Тайга… многое в этом слове страшило ведуна, и одновременно манило неясной для души властью. Чтобы объяснить, что это такое не хватит никаких слов, они попросту ещё не придуманы. Из глубины веков, когда тёмные пращуры бродили по лесам и горам бескрайнего зелёного моря, на потомков теперешних смотрели бесстрастные и суровые глаза стихии особого толка. Тайга — это не просто непроходимые хвойные леса, перейти которые из края в край не хватит и целой жизни… В самом этом слове заключены мрачные знамения и неясные образы, робких духом пугающие, а отважных — манящие. Казимир слыхал разные смыслы, что люди вкладывали в название лесного царства, которым никто не правил. Одни полагали, будто слово тайга означает, буквально, крутая гора, могучая скала. Ведун уже не раз слышал о некой далёкой горной цепи, преодолеть которую возможно лишь по морю, либо пройдя такими потаёнными тропами, о каких ведают лишь шаманы из племени чудь. Иные полагали, что тайга означает «конец», край мира, шагнув за который, упрёшься в абсолютную пустоту, узреть которую смертному не суждено при жизни.

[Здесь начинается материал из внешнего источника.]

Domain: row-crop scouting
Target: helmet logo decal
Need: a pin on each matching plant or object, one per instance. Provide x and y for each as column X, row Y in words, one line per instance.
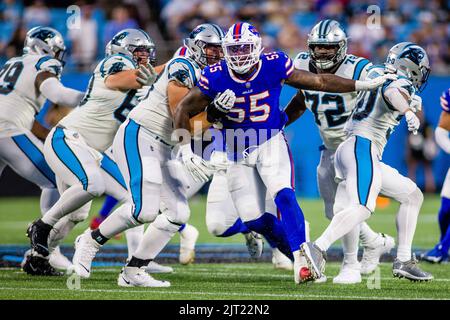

Привалы устраивали не часто и всегда на закате дня. Когда обоз докатывался до условленного места, там уже вовсю кашеварили, а кто-то и вовсе видел третий сон, впрочем, и уходя по утру раньше. Конные разъезды, сновавшие от головы к началу колонны, сменялись, а разведчики возвращались с донесениями для кнеса. Пока что припасов было в достатке, но ведун сразу подметил, что тем, кто не держит в руках оружие его выделялось кратно меньше. Когда выдавалась возможность, он пытался насобирать ягод или грибов, иногда угощали шальными дарами леса в виде ненароком битой утки или зайца.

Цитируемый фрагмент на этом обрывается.